Shareholders can sell their rights to someone else and receive some money, all without having to sell their existing shares.
In general, most stockbrokers do not have the capability to let you trade the rights online, so you will probably have to place an order over the phone.
To calculate the price at which the shares could trade after a rights issue, analysts seek to calculate something called the TERP or theoretical ex-rights price. This is based on a combination of the value of the existing shares at the share price before the rights issue was announced and the new shares at the subscription price.

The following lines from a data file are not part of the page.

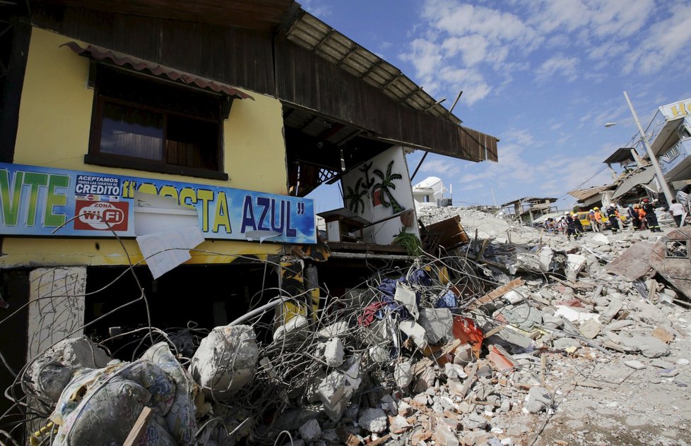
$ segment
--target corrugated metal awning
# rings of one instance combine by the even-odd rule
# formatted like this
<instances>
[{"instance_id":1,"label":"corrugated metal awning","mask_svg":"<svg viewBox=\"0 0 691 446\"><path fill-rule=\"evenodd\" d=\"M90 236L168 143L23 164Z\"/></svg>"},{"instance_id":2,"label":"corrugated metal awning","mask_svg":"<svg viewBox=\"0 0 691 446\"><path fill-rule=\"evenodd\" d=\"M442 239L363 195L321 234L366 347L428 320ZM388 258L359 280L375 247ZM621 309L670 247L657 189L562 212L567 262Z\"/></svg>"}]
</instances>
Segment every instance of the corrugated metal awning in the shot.
<instances>
[{"instance_id":1,"label":"corrugated metal awning","mask_svg":"<svg viewBox=\"0 0 691 446\"><path fill-rule=\"evenodd\" d=\"M619 185L619 187L612 194L612 199L618 198L637 186L646 186L655 178L655 169L652 166L649 166L642 171L632 175L624 180L624 182Z\"/></svg>"},{"instance_id":2,"label":"corrugated metal awning","mask_svg":"<svg viewBox=\"0 0 691 446\"><path fill-rule=\"evenodd\" d=\"M220 83L215 80L211 80L210 79L201 78L198 76L185 73L184 71L179 71L175 68L159 65L158 64L149 61L145 61L133 56L114 52L106 48L102 48L101 47L88 44L85 47L82 47L76 42L69 42L66 44L63 44L61 46L67 47L75 53L81 56L90 57L99 61L107 60L118 66L129 66L136 71L147 71L154 76L164 76L171 80L194 85L200 88L210 90L216 93L228 95L228 96L235 97L236 99L254 100L254 98L249 95L242 92L237 88L231 87L230 85Z\"/></svg>"}]
</instances>

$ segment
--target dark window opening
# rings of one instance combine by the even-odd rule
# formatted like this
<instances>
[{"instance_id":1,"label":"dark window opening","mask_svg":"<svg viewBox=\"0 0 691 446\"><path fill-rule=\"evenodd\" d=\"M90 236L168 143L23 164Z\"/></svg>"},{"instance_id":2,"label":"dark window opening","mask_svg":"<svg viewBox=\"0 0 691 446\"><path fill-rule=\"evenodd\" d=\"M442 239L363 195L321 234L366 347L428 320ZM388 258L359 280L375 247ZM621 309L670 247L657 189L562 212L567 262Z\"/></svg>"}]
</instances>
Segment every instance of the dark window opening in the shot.
<instances>
[{"instance_id":1,"label":"dark window opening","mask_svg":"<svg viewBox=\"0 0 691 446\"><path fill-rule=\"evenodd\" d=\"M222 97L105 66L96 76L85 162L228 179Z\"/></svg>"},{"instance_id":2,"label":"dark window opening","mask_svg":"<svg viewBox=\"0 0 691 446\"><path fill-rule=\"evenodd\" d=\"M689 249L685 240L670 240L665 246L665 257L689 258Z\"/></svg>"}]
</instances>

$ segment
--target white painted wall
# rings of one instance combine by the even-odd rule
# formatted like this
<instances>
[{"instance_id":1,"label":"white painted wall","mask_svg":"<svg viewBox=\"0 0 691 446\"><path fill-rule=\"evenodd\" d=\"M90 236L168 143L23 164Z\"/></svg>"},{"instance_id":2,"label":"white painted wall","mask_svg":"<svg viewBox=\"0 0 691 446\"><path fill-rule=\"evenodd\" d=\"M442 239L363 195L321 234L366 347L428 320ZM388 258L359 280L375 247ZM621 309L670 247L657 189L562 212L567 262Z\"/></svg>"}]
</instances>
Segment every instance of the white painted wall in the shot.
<instances>
[{"instance_id":1,"label":"white painted wall","mask_svg":"<svg viewBox=\"0 0 691 446\"><path fill-rule=\"evenodd\" d=\"M86 267L37 268L29 279L28 361L61 339L83 334Z\"/></svg>"}]
</instances>

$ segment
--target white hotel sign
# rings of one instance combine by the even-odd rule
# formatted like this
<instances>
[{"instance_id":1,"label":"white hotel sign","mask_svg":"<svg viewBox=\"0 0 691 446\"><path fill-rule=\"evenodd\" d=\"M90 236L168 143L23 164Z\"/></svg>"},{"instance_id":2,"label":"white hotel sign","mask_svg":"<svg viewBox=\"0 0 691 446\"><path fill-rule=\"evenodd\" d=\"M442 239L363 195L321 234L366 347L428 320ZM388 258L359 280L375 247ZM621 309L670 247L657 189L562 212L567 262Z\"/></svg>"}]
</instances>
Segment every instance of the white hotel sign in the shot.
<instances>
[{"instance_id":1,"label":"white hotel sign","mask_svg":"<svg viewBox=\"0 0 691 446\"><path fill-rule=\"evenodd\" d=\"M683 101L663 105L660 107L660 112L668 121L691 116L691 99L685 99Z\"/></svg>"}]
</instances>

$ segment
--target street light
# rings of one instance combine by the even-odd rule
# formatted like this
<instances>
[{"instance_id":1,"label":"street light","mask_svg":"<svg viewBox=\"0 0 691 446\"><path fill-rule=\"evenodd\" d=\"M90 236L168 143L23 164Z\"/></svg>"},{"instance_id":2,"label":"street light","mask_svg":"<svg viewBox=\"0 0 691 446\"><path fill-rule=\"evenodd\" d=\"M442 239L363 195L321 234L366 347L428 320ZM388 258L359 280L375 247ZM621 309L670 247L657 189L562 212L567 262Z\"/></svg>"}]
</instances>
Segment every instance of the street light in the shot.
<instances>
[{"instance_id":1,"label":"street light","mask_svg":"<svg viewBox=\"0 0 691 446\"><path fill-rule=\"evenodd\" d=\"M629 119L627 121L620 121L618 122L608 122L605 124L605 127L611 127L612 126L616 126L617 124L625 124L629 122L633 122L633 119Z\"/></svg>"},{"instance_id":2,"label":"street light","mask_svg":"<svg viewBox=\"0 0 691 446\"><path fill-rule=\"evenodd\" d=\"M662 192L665 194L665 198L667 200L667 205L672 204L672 200L674 199L674 195L672 195L671 191L669 190L669 186L667 186L667 181L665 179L665 175L662 173L662 169L660 169L660 164L657 162L657 158L655 157L655 154L653 152L653 149L650 147L650 143L648 143L648 137L646 136L645 132L643 131L643 127L641 126L641 121L638 120L638 115L636 114L636 110L633 108L633 104L631 104L631 100L629 99L629 95L624 92L624 97L626 99L627 104L629 104L629 109L631 109L631 114L633 115L633 121L636 123L636 126L638 127L638 131L641 134L641 139L643 140L643 145L645 146L646 152L648 153L648 157L650 159L650 164L653 165L653 169L655 169L655 176L657 177L658 183L660 183L660 187L662 188ZM629 121L630 122L630 121ZM605 124L606 127L611 127L618 123L622 123L619 122L608 122Z\"/></svg>"}]
</instances>

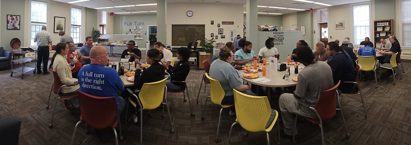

In reality the actual share price will also be affected by what motivated the rights issue and the company’s particular circumstances at that time. In TUI’s case this is further complicated by the 30.9% holding of Russian shareholder Alexey Mordashov.
His shares are frozen due to sanctions and he cannot participate in the rights issue. As a result, the number of new shares being issued relative to existing shares is not in the 8:3 ratio you would expect based on the rights issue offer of eight new shares for every three held. We have used TUI’s own calculation of TERP which is €9.23 or 812p in sterling. Mordashov’s shareholding will drop to 10.9% after the rights issue with an effective value transfer to other shareholders.
What if you want to sell your rights? The indicative value would be the difference between the theoretical ex-rights price and the subscription price which is 324p per share in the case of TUI (812p-488p). Someone holding 300 shares would net £2,592 in cash by selling their rights (324p x 800 new shares).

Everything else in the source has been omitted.